ファイルの保護対策を行うために,M 社はネットワーク構成を変更した。変更後のネットワーク構成を図 2 に示す。
【L3SW のフィルタリングルールの設計】
ネットワーク構成の変更とともに,L3SW のフィルタリングルールの設計を行った。
L3SW のフィルタリングルールの設計では,インタフェースに対して,双方向(IN/OUT)のルールを指定する。例えば,制作一課の PC を送信元,制作一課用 FS を宛先とするルールを設計する場合,インタフェース e5 と e0 に対して,L3SW に入る方向(IN)と出る方向(OUT)のルールを追加する必要がある。
設計した L3SW のフィルタリングルールを表 1 に示す。ここで,インタフェース e0 に関するルール及びインターネットアクセスに関するルールは,L3SW で適切に実装されているものとする。
インタフェース | 方向 | 送信元IPアドレス | 宛先IPアドレス | プロトコル | 送信元ポート | 宛先ポート | 処理 |
---|---|---|---|---|---|---|---|
e5 | IN | 192.168.1.0/24 | 192.168.0.11 | TCP | ANY | 445 | 許可 |
e5 | OUT | 192.168.0.11 | 192.168.1.0/24 | TCP | 445 | ANY | 許可 |
e4 | IN | 192.168.2.0/24 | a | TCP | ANY | 445 | 許可 |
e4 | OUT | a | 192.168.2.0/24 | TCP | 445 | ANY | 許可 |
e3 | IN | 192.168.3.0/24 | 192.168.0.13 | TCP | ANY | 445 | 許可 |
e3 | OUT | 192.168.0.13 | 192.168.3.0/24 | TCP | 445 | ANY | 許可 |
b | c | 192.168.0.0/24 | 192.168.0.31 | TCP | d | e | 許可 |
b | f | 192.168.10.31 | 192.168.0.0/24 | TCP | e | d | 許可 |
インタフェース e0 に関するルールは省略 | |||||||
インターネットアクセスに関するルールは省略 | |||||||
ANY | IN/OUT | ANY | ANY | TCP/UDP | ANY | ANY | 遮断 |
注記2 ANY は対象が全てのインタフェース,IP アドレス,又はポートであることを示す。
【保護対策の強化】
〔業務で使用するファイルの保護対策〕で検討した内容についてレビューを行った。その結果,社内に不正な PC が持ち込まれて社内 LAN に接続された場合の備えが不足していると指摘された。
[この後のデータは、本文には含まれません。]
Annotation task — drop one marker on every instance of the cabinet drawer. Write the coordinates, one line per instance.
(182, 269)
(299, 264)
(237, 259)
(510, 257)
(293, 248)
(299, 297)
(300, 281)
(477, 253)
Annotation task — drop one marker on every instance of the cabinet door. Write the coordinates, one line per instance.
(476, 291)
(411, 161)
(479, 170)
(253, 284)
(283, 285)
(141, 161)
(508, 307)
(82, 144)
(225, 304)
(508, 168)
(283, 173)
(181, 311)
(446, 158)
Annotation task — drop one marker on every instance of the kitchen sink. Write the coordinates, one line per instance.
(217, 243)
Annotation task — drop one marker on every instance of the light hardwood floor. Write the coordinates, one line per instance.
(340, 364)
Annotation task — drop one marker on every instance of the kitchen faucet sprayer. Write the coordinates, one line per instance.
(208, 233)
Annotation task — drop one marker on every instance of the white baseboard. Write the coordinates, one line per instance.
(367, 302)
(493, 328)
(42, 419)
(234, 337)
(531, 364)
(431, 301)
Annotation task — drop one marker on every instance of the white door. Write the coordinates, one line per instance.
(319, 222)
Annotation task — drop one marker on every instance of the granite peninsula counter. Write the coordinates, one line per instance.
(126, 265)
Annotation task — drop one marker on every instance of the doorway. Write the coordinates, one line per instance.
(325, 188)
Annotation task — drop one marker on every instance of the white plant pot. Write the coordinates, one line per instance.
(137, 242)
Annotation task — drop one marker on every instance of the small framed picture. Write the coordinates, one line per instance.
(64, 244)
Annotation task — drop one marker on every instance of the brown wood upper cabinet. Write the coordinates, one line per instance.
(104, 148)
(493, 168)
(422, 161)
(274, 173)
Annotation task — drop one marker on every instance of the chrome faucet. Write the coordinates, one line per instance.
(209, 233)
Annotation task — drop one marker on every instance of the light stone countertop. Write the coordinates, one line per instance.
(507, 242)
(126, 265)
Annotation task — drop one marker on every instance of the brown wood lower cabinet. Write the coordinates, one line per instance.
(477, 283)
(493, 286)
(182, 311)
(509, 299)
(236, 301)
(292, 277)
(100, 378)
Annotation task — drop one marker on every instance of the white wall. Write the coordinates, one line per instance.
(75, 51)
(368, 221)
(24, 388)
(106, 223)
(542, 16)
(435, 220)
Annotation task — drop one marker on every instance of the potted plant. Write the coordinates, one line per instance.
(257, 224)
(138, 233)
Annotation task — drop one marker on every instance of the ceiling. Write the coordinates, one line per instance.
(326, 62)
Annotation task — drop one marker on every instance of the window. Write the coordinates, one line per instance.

そこで,L3SW 及び L2SW に IEEE 802.1X 対応機種を選定し,PC にクライアント証明書を導入することによって,不正な PC の社内 LAN への接続を拒否することにした。
M 社では,②図 2 のネットワーク構成に必要な構成要素を追加した。
【N 社の BS の利用】
FS のファイルをバックアップするために,追加・変更があったファイルを当日の全作業終了後,翌日の作業開始前までに夜間バッチ処理で N 社の BS に転送することにした。各課の FS 上のログファイルなどの管理に必要なファイルは,毎日のバックアップとは別の時間帯に,週に 1 回バックアップする。また,ファイル削除による変更分は,削除から 1 週間以上経過したファイルを,週に 1 回バックアップから削除する。
各課の FS に格納されているファイルの総量と,ファイルの追加・変更によって毎日のバックアップが必要な最大量を表 2 に示す。
格納されているファイルの総量 | 毎日のバックアップが必要な最大量 | |
---|---|---|
制作一課用 FS | 1,200 G バイト | 10 G バイト |
制作二課用 FS | 800 G バイト | 5 G バイト |
制作三課用 FS | 1,600 G バイト | 15 G バイト |
M 社では,②夜間バッチ処理に利用可能な時間帯を考慮し,適切な帯域の広域イーサネット回線を用いてバックアップを行うことにした。